Proposed geothermal plant draws fire in Nevada desert town
RENO, Nev. (AP) — Renewable energy power plants have their place — but not in Gerlach, say many residents of the town about 100 miles (161 kilometers) north of Reno.
The community of about 100 is fired up about a geothermal project proposed by Reno-based Ormat Technologies Inc., which would sit less than a 1 mile (1.6 kilometers) outside the town on the edge of the Black Rock Desert where the Burning Man counter-culture festival has been held for decades, the Reno Gazette Journal reports.
“Nope, rewards aren’t worth the damages,” Jim Hallman wrote on a Facebook thread about the proposed project.
“I don’t like anything that messes with our dark skies and am very concerned what this will do to our water supply,” Cindy Carter added.
The Gerlach Geothermal Development Project would add two new power plants in the area, each producing 24 megawatts of electricity per hour, as well as an electrical substation, up to 23 geothermal production and injection wells, 4.6 miles of above-ground pipelines, access roads and a 26-mile (42-km) overhead power line running from the power plants to the North Valley Substation in the San Emidio Desert.
The plants would be built on both U.S. Bureau of Land Management and privately held land.
The San Emidio 11-megawatt facility is another Ormat project southwest of Gerlach that reached commercial operation in 2012.
According to the Bureau of Land Management, the proposed project would generate low voltage power at the new facility by pumping geothermal liquid to the surface through the production wells, circulating the liquid in a production system and then re-injecting the liquid back into underground geothermal reservoirs.
The above-ground pipelines would move the liquids from the wells to the power plants and back to the injection wells, and the overhead power line would move the energy to the North Valley Substation for transport to the commercial market.
Ormat is in the initial scoping phase of the project and any development at the site is several years out if it shows to be a good spot to construct the plant, according to Paul Thomsen, vice president of business development.
Thomsen said Ormat’s plants are zero emissions and low profile.
“We are very conscientious about groundwater pollution and the sage grouse. We take a very cautious approach,” he said.
The BLM is analyzing the environmental effects of the project and is still determining if an environmental assessment will be prepared for it. Public comment on the project is being accepted through Nov. 30.

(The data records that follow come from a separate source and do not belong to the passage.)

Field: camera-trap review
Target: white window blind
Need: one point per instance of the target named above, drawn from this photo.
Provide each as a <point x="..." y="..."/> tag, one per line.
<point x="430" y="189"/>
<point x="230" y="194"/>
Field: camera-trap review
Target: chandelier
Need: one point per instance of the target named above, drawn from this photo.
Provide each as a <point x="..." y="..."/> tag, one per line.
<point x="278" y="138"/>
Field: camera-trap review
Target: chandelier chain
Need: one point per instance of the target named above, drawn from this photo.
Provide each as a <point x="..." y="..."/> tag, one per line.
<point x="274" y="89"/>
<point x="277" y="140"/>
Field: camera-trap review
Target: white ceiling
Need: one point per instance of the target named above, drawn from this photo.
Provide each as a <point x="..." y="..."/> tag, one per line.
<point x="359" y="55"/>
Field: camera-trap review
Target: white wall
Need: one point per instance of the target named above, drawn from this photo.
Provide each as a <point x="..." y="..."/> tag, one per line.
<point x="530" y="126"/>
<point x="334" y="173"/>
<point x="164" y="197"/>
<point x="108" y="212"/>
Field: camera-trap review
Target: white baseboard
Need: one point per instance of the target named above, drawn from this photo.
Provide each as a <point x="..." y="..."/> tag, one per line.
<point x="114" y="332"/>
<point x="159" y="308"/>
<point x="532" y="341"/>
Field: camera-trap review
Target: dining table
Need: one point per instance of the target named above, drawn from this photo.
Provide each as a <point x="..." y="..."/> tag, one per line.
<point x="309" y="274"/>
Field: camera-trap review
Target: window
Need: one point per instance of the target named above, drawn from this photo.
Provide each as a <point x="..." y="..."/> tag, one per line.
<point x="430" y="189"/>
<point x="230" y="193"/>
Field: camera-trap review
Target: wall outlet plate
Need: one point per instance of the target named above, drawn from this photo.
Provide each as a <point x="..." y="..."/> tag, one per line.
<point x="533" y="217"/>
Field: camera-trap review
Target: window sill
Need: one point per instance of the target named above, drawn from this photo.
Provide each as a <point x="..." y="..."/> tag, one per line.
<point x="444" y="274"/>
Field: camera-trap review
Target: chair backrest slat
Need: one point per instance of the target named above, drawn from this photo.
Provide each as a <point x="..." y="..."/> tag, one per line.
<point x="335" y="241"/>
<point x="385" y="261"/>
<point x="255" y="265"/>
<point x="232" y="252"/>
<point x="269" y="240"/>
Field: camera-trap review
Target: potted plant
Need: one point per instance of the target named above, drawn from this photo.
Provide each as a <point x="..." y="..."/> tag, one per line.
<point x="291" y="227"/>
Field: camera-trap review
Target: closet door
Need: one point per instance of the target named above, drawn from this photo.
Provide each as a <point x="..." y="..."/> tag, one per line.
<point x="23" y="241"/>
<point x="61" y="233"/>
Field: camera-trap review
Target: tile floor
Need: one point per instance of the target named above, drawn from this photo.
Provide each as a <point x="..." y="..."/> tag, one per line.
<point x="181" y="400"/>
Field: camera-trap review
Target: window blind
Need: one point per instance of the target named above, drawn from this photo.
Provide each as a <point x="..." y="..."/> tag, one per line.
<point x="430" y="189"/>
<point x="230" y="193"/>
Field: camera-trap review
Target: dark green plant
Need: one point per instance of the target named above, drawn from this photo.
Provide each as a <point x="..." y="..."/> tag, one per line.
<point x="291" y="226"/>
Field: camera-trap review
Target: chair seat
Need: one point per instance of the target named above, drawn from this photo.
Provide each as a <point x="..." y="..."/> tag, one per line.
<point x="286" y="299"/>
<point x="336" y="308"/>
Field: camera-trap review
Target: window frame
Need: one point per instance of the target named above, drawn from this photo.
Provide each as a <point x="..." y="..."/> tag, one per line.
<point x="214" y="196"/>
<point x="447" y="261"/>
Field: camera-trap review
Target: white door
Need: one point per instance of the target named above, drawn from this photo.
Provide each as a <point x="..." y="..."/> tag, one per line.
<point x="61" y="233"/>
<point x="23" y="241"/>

“It certainly will change Gerlach forever, and I’m very conflicted as to is this a good thing or not so good because of the impact it will have on the neighborhood. We will have to wait and see,” Gerlach resident Laura Blaylock told the Gazette Journal. “It’s certainly a done deal. They already are in the neighborhood over at Empire and already have the leases.”
Twenty-two residents gathered at a meeting this week to discuss the project.
“Because we already have a geothermal plant out here in San Emidio Valley, we kind of knew what was coming,” Elisabeth Gambrell said afterward.
She also has concerns about the project impacting the town’s viewshed and watershed. “We rely on tourism. Do we want two plants, pipelines and wellheads running across the face of our desert? Plus, we’re noted for our dark skies. It’s peaceful and quiet out here. Do we really want humming?”
The BLM recently wrapped up a public comment period on another proposal by Ormat to expand its North Valley Substation.
The San Emidio II North Valley Geothermal Development Project would expand the current 24,000-acre unit by potentially building a new power plant to produce up to 40 megawatts of electricity, as well as a substation, up to 26 production and injection wells, 7.5 miles (12 km) of above ground pipelines and a 58-mile-long (93-km) overhead power line that would run to the NV Energy Eagle Substation near Fernley.